Ro_s<-sqf[ sample(which(sqf$crimsusp == "ROBBERY"), 10000 ), ]
ro_p<-qmplot(X, Y, data =Ro_s, colour = race, size = I(.5), maptype = "toner")+ ggtitle("Race & Crime:Robbery")+ theme(panel.background =   element_rect(fill = "aliceblue",colour = "aliceblue"), plot.title = element_text(hjust = 0.5,size = 12, face = "bold"))

Mi_s<-sqf[ sample(which(sqf$crimsusp == "MISD"), 10000 ), ]
mi_p<-qmplot(X, Y, data =Mi_s, colour = race, size = I(.5), maptype = "toner")+ ggtitle("Race & Crime:Misdemeanor")+ theme(panel.background =   element_rect(fill = "aliceblue",colour = "aliceblue"), plot.title = element_text(hjust = 0.5,size = 12, face = "bold"))

Poting Felony & Weapon Arrest:

grid.arrange(fp, wp, ncol = 2)

Poting Robbery & Misdemeanor Arrest:

grid.arrange(ro_p,mi_p, ncol = 2)

We can clearly see that some neighborhood has gun problem mostly Brooklyn.
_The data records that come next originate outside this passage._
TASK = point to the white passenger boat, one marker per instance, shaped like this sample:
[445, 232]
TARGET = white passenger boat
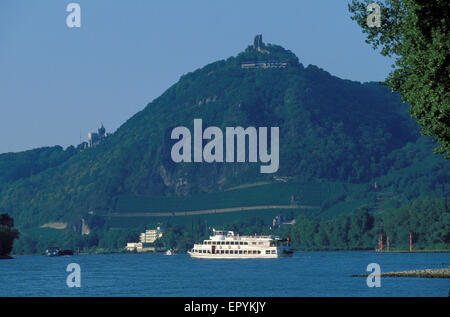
[227, 245]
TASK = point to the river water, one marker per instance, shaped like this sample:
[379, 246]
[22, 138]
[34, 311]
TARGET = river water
[303, 274]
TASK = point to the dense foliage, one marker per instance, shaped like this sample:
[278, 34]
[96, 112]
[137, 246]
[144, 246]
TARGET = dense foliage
[7, 234]
[416, 33]
[332, 132]
[428, 219]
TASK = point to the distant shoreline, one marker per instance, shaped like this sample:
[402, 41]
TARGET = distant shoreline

Most of the arrest for felony and weapon charge were lations and African Americans. White and other race more likely to get arrest for misdemeanors.

What I Learn:

After this expletory analysis and model analysis, I can say NYPD try to fulfilling predefine number of stops by stopping fixed number of people. This might cause racial biases that indicated the low arrest rate but high stop number of black people which kind of prove my hypothesis. However, at the same time most of the successful arrest were Black race. Therefore, even though I was able to get some bias, we need more detail analysis including censes data that will give us a better idea about demography.